Aquino stingy on clemency, bishop laments

Catholic Church officials Friday scored the Aquino administration for being too “tightfisted” in granting paroles and clemency to prisoners.

“The appeals are not moving,” Puerto Princesa Bishop Pedro Arigo, vice chair of the Catholic Bishops Conference of the Philippines-Episcopal Commission on Prison Pastoral Care (ECPPC), said in an interview.

Arigo cited the case of Abadilla 5 member Lenido Lumanog, who is in critical condition but has yet to be released even after the Board of Pardons and Parole (BPP) recommended the commutation of his sentence in December last year.

“Do you remember the Abadilla 5? One of them is [in serious condition] right now in the hospital but he can’t go home with his family,” he said.

Fr. Robert Reyes, who has championed the Abadilla 5’s cause, said Lumanog’s body was starting to reject the transplanted kidney given to him by his wife Lenny.

“He’s been in the hospital for the last three months and his family has racked up hundreds of thousands in hospital bills because he has to stay in the pay ward so that doctors can closely monitor his condition,” Reyes said.

He said Lenny had to make a scene at the Department of Justice two months ago so she could see Justice Secretary Leila de Lima to follow up on her husband’s case.

“She had to cry out so that the justice secretary could notice her. (De Lima) did follow it up and we were told that (Lumanog’s papers) are now at the table of one of the officials in Malacañang,” Reyes said.

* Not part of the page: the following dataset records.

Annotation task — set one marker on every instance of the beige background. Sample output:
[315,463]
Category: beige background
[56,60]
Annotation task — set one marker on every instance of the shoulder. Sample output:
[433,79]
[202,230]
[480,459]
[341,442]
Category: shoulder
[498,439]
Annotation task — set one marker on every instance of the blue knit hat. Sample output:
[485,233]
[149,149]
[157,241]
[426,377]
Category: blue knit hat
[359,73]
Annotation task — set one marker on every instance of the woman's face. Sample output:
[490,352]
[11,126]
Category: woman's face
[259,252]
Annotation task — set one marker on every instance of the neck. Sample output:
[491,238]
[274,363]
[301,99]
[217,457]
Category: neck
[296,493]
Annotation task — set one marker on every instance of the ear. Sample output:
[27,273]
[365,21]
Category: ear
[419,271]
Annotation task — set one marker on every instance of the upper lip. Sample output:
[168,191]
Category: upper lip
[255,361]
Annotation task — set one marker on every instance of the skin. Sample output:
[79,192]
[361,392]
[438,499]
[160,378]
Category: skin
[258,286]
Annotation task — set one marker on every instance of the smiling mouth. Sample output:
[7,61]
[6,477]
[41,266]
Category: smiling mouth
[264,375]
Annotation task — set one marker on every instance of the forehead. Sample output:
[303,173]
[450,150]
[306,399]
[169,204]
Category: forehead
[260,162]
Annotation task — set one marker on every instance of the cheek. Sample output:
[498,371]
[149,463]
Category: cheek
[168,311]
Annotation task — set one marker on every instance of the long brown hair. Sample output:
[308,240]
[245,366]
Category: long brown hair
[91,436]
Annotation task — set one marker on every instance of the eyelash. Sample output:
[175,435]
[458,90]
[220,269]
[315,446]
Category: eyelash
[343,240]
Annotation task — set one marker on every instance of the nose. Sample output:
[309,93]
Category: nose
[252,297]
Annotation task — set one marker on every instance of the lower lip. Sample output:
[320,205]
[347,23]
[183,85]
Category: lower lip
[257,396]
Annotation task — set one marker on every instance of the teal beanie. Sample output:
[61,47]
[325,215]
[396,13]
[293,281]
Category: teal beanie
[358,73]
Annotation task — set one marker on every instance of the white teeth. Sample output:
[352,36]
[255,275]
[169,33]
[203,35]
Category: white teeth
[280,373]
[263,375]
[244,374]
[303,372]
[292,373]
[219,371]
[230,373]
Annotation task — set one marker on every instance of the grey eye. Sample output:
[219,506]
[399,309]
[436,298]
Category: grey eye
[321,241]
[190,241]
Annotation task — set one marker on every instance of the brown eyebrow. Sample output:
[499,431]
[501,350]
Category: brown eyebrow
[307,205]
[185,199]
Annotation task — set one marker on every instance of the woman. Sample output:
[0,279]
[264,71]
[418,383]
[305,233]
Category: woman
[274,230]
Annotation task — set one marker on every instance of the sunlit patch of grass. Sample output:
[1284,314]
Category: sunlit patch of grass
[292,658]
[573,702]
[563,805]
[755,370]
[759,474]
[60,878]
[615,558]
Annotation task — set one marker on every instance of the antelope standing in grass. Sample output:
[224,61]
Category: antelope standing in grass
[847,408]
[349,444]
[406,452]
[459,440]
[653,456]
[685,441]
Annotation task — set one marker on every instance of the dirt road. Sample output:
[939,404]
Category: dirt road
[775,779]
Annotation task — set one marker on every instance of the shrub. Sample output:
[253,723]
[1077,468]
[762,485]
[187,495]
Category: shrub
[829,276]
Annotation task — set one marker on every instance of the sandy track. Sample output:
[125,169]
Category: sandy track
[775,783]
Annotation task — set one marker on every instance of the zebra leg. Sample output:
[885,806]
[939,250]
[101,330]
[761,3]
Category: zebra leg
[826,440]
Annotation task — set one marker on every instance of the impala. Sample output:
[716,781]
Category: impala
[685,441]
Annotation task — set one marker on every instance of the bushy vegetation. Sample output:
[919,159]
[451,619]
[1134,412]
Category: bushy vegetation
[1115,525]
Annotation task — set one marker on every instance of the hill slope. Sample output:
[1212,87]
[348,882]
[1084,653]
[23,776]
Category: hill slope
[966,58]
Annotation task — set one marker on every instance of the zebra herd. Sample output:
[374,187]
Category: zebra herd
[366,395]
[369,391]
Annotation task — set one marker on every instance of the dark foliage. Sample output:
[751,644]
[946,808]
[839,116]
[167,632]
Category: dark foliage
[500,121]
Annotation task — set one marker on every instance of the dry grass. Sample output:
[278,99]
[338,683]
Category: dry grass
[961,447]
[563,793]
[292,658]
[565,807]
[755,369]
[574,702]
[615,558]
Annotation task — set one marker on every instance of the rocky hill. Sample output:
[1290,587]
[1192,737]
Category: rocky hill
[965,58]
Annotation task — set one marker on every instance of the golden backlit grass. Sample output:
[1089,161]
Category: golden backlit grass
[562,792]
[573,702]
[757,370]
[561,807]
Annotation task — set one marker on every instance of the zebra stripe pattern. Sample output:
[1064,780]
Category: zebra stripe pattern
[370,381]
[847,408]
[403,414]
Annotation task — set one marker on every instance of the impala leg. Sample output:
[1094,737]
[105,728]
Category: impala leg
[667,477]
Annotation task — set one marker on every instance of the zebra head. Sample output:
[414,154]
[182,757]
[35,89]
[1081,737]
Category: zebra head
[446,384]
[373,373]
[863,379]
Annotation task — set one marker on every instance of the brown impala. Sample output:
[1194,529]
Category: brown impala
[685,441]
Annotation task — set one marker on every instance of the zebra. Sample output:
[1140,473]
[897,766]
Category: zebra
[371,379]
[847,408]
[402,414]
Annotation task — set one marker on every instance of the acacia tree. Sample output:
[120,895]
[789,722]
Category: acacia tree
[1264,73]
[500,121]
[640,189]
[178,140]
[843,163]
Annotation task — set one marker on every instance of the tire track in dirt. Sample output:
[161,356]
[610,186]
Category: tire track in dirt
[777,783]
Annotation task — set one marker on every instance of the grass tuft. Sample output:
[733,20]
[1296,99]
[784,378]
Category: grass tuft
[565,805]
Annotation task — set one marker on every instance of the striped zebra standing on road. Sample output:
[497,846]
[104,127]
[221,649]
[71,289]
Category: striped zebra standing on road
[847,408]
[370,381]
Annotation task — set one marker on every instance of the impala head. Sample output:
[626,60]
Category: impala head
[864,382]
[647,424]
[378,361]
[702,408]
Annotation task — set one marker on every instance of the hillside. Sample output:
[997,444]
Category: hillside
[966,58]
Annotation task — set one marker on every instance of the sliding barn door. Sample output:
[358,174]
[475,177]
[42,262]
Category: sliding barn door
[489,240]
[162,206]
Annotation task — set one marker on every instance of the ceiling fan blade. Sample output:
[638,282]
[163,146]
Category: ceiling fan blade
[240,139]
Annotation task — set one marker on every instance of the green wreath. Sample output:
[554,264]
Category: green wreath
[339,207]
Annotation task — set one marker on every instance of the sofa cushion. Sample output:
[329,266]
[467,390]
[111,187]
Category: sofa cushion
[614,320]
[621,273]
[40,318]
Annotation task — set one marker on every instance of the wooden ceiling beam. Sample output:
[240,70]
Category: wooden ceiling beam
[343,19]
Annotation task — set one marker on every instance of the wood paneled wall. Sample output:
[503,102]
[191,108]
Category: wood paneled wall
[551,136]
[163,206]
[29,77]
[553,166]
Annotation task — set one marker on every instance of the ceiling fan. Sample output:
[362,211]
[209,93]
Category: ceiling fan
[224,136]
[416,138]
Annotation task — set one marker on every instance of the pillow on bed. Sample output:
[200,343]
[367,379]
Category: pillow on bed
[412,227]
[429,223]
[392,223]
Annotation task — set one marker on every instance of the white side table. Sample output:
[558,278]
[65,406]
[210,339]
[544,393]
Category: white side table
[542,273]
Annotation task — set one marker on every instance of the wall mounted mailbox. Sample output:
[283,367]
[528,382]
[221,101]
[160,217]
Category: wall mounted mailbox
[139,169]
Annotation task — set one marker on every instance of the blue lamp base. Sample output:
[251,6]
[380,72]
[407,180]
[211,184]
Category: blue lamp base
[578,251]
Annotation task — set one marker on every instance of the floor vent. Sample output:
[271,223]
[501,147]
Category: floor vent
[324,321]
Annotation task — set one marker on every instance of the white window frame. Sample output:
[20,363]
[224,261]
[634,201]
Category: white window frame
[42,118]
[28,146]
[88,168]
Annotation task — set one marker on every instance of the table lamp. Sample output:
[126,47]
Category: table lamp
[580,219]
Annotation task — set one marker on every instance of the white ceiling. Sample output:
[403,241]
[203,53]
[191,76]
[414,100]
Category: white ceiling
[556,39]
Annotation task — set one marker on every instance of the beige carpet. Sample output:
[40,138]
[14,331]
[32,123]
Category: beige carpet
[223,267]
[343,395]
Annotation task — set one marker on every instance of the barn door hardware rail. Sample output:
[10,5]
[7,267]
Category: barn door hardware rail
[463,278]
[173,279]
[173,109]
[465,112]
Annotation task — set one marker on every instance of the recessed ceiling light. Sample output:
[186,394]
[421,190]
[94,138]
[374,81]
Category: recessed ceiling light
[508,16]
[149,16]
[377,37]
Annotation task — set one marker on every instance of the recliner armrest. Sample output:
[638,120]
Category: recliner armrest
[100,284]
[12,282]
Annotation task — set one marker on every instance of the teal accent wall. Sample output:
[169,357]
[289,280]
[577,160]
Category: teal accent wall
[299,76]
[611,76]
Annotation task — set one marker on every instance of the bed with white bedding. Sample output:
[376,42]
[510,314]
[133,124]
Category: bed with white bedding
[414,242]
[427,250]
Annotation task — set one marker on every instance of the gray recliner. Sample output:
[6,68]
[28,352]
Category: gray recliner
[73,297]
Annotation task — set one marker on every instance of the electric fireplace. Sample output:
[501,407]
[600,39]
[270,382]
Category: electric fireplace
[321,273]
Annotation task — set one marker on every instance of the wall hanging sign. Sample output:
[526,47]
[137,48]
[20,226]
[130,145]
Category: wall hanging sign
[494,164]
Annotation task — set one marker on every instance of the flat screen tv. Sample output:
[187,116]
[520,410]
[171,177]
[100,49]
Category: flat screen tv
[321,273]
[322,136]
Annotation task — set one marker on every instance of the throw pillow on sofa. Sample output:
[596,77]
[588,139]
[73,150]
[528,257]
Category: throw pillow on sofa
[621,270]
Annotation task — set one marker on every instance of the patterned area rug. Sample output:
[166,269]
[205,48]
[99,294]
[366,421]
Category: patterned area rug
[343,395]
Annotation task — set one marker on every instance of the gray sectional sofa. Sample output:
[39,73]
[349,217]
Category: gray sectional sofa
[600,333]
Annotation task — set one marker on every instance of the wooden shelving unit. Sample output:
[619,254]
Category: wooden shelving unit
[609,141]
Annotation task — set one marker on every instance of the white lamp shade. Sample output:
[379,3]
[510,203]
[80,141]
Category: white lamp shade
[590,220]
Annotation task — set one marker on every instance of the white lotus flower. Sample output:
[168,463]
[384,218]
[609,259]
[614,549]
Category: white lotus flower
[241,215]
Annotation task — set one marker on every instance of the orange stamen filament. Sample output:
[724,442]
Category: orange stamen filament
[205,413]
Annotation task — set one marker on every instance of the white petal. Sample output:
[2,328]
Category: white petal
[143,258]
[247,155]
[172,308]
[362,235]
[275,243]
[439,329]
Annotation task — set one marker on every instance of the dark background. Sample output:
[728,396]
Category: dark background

New Bilibid Prison chaplain Monsignor Bobby Olaguer said the slow processing of parole petitions was contributing to the congestion at the national penitentiary.

“From the time of Marcos, we’re used to seeing 100 or 300 prisoners being released on the President’s birthday or on Independence Day. But now… nothing. Those being released are only those who have already served their sentence,” Olaguer said.

“I don’t know the reason for this… Maybe (the President) really wants justice to the limit… to the extreme… but that lacks mercy,” he added.

Rodolfo Diamante, ECPPC executive secretary, told the news service of the CBCP that there were about 96,000 inmates across the country but “hundreds” have already been recommended clemency by BPP.

“We are hoping that those who are already 70 years old and above be granted executive clemency,” Diamante said, noting that the new guidelines for executive clemency implemented by the administration are “very difficult to follow.”

“The guidelines he wants are very retributive and past-oriented. I hope the Office of the President will review it again to make it more rehabilitation-driven in granting executive clemency,” Diamante said.

In July 2011, Mariano Umbrero, who was the first and only inmate pardoned under the Aquino administration, succumbed to cancer four days before he was granted presidential clemency.

Diamante noted that no other detainee has been granted executive clemency under two years of the Aquino presidency.